The last case only requires a more extended illustration. There would be two occasions upon which it would occur: first, when a person held public property without purchase, as an intruder; and secondly, when the substance of an individual was liable to confiscation in consequence of a judicial award, as in the case of a declared state debtor. If no opposition were offered, the apographé would attain its object, under the care of the magistrate to whose office it was brought; otherwise, a public action arose, which is also designated by the same title.
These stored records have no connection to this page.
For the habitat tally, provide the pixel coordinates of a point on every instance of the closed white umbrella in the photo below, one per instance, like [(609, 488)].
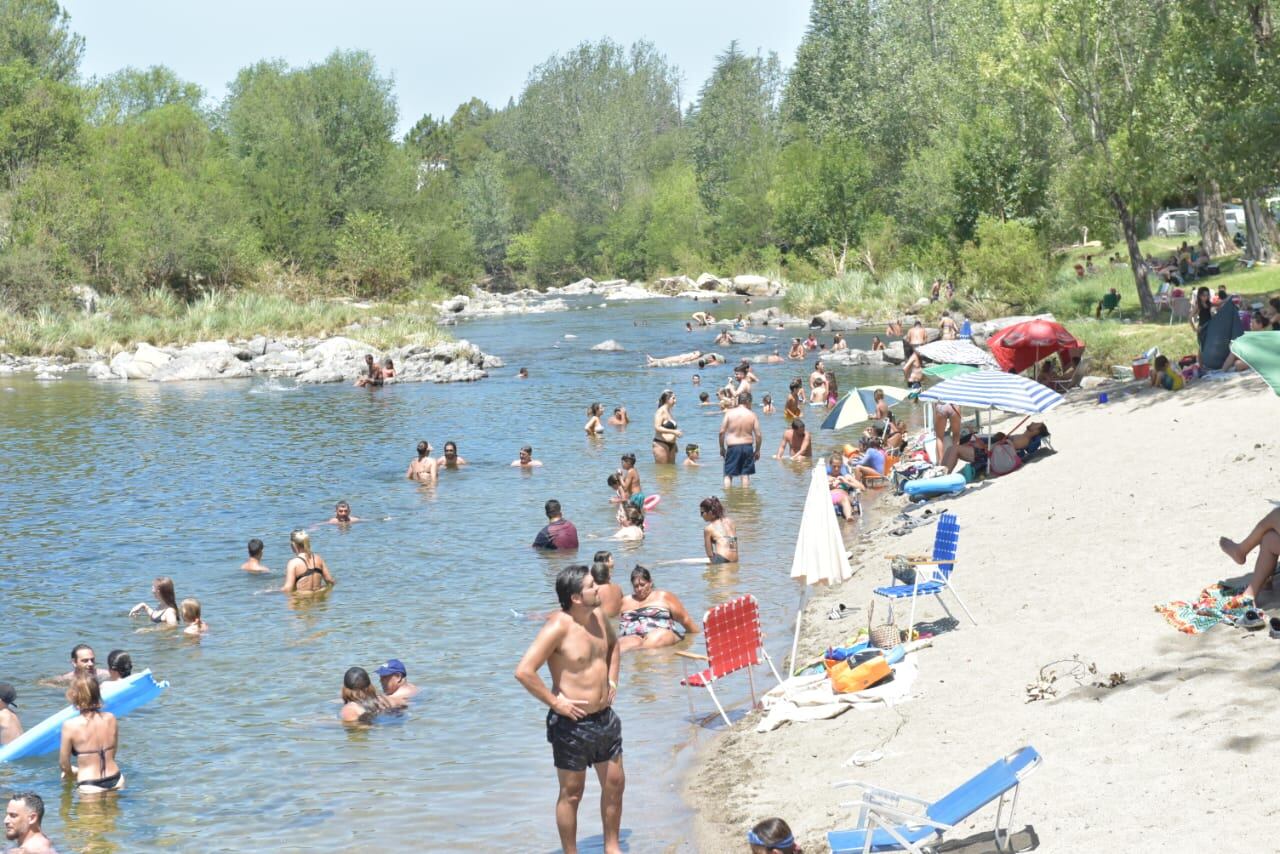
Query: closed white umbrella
[(821, 556)]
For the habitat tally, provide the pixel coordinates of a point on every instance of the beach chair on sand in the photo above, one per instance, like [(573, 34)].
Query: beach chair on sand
[(734, 643), (885, 826), (946, 540)]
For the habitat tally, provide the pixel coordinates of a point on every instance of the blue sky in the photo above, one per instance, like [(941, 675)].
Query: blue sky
[(439, 53)]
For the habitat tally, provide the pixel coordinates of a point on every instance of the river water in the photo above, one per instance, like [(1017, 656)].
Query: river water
[(108, 485)]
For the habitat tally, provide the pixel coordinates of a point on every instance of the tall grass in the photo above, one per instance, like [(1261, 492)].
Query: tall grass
[(160, 318)]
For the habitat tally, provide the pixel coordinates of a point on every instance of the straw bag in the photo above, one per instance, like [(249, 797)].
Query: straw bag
[(885, 635)]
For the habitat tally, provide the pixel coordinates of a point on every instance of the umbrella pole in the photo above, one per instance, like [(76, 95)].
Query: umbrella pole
[(795, 642)]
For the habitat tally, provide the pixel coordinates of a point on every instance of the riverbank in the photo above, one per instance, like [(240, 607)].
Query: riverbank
[(1064, 558)]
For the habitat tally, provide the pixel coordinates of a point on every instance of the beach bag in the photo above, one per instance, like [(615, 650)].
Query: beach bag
[(1002, 459)]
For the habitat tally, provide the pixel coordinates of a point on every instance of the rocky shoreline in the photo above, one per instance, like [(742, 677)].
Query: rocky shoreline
[(305, 360)]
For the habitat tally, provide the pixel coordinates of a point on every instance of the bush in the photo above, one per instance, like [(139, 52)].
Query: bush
[(373, 255), (1005, 263)]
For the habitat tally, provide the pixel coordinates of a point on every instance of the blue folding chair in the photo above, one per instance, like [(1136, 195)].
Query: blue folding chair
[(883, 826), (946, 540)]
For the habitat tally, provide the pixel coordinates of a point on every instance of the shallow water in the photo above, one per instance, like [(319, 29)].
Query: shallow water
[(108, 485)]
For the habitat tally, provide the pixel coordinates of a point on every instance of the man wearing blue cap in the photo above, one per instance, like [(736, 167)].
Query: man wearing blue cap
[(396, 685)]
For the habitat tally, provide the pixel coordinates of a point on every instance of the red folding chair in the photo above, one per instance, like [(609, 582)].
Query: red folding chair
[(734, 643)]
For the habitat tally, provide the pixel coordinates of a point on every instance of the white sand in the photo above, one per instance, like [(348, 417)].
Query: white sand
[(1064, 557)]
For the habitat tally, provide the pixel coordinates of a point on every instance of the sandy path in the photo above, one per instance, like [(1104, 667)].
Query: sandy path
[(1064, 558)]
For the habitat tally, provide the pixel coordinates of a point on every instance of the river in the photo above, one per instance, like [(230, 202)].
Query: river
[(108, 485)]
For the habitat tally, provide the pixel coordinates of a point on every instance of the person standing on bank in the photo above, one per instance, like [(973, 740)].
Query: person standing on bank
[(580, 649)]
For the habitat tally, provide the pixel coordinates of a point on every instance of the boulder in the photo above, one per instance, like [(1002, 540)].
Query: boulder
[(196, 366), (608, 346)]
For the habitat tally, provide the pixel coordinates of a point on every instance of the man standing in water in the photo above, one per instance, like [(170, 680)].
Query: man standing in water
[(581, 651), (740, 441), (423, 469), (22, 820)]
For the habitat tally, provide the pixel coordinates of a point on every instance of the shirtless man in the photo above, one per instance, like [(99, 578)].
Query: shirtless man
[(10, 727), (740, 441), (255, 557), (374, 377), (671, 361), (580, 648), (424, 469), (915, 337), (451, 459), (396, 686), (818, 383), (526, 459), (342, 515), (83, 661), (22, 820)]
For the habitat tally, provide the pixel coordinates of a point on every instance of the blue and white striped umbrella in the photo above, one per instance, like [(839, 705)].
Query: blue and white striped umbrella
[(997, 391)]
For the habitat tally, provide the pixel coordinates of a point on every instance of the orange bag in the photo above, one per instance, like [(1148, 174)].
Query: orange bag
[(855, 679)]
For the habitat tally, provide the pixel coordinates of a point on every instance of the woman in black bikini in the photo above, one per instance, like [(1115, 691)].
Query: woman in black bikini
[(306, 571), (664, 430), (92, 736)]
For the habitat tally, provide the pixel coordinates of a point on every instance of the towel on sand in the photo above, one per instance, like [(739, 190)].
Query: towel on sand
[(809, 698), (1216, 603)]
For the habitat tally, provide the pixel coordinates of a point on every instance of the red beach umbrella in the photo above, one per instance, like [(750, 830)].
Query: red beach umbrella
[(1020, 346)]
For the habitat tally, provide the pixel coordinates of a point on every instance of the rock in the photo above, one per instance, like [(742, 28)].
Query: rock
[(608, 346), (630, 292), (196, 366), (87, 297)]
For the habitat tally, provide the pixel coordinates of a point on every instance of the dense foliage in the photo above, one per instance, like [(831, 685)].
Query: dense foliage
[(923, 137)]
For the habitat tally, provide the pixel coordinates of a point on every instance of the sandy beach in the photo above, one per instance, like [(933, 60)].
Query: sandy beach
[(1064, 558)]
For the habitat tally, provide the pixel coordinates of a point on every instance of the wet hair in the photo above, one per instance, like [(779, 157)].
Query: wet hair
[(164, 589), (568, 584), (356, 686), (302, 540), (120, 662), (772, 832), (600, 571), (712, 507), (31, 802), (85, 694), (191, 610)]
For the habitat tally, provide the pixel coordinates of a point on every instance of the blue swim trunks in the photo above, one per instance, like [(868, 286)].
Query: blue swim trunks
[(739, 460)]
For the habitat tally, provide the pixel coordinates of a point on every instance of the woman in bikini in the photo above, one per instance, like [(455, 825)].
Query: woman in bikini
[(593, 419), (664, 429), (360, 699), (167, 612), (92, 736), (652, 617), (306, 571), (720, 537)]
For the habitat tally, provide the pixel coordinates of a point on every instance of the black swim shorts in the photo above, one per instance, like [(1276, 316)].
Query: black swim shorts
[(576, 745), (740, 460)]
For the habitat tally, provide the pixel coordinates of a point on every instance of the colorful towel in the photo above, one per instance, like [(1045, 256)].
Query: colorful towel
[(1216, 603)]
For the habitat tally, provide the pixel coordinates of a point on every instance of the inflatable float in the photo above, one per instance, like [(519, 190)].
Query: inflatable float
[(46, 736), (926, 487)]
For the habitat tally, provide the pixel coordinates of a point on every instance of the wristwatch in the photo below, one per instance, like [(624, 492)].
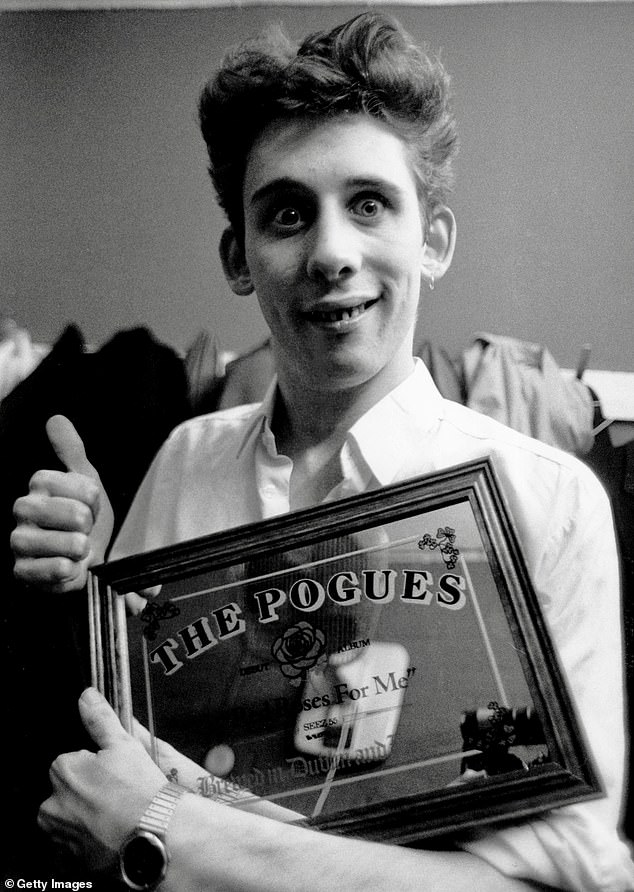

In a cause of the first kind, which is said in some cases to have also borne the name πόθεν ἔχει τὰ χρήματα καὶ πόσα ταῦτα ἔη, the claimant against the state had merely to prove his title to the property, as in the case de bonis Aristophanis; and with this we must class the case of a person who impugned the apographé, whereby the substance of another was, or was proposed to be, confiscated, on the ground that he had a loan by way of mortgage or other recognised security upon a portion of it; or that the part in question did not in any way belong to the state debtor, or person so mulcted. This kind of opposition to the apographé is illustrated in the speech of Demosthenes against Nicostratus, in which we learn that Apollodorus had instituted an apographé against Arethusius, for nonpayment of a penalty incurred in a former action. Upon this, Nicostratus attacks the description of the property, and maintains that three slaves were wrongly set down in it as belonging to Arethusius, for they were in fact his own.

In the second case, the defence could of course only proceed upon the alleged illegality of the former penalty; and of this we have an instance in the speech of Lysias, for the soldier. There Polyaenus had been condemned by the generals to pay a fine for a breach of discipline; and, as he did not pay it within the appointed time, an apographé to the amount of the fine was directed against him, which he opposes, on the ground that the fine was illegal. The apographé might be instituted by an Athenian citizen; but if there were no private prosecutor, it became the duty of the demarchi to proceed with it officially. Sometimes, however, extraordinary commissioners, as the συλλογεῖς and ζητηταί, were appointed for the purpose. The suits instituted against the apographé belonged to the jurisdiction of the Eleven, and for a while, after the expulsion of the Thirty, to that of the Syndici. (Πρὸς τοῖς συνδίκοις ἀπογραφὰς ἀπογράφων, Lycurg. quoted by Harpocration.) The further conduct of these causes would, of course, in a great measure depend upon the claimant being, or not being, in possession of the proscribed property. In the first case the ἀπογράφων, in the second the claimant, would appear in the character of a plaintiff. In a case like that of Nicostratus above cited, the claimant would be obliged to deposit a certain sum, which he forfeited if he lost his cause (παρακαταβολή); in all, he would probably be obliged to pay the costs or court fees (πρυτανεῖα) upon the same contingency.

A private citizen, who prosecuted an individual by means of ἀπογραφή, forfeited a thousand drachmas, if he failed to obtain the votes of one-fifth of the dicasts, and reimbursed the defendant his prytaneia upon acquittal. In the former case, too, he would probably incur a modified atimia, i. e. a restriction from bringing such actions for the future.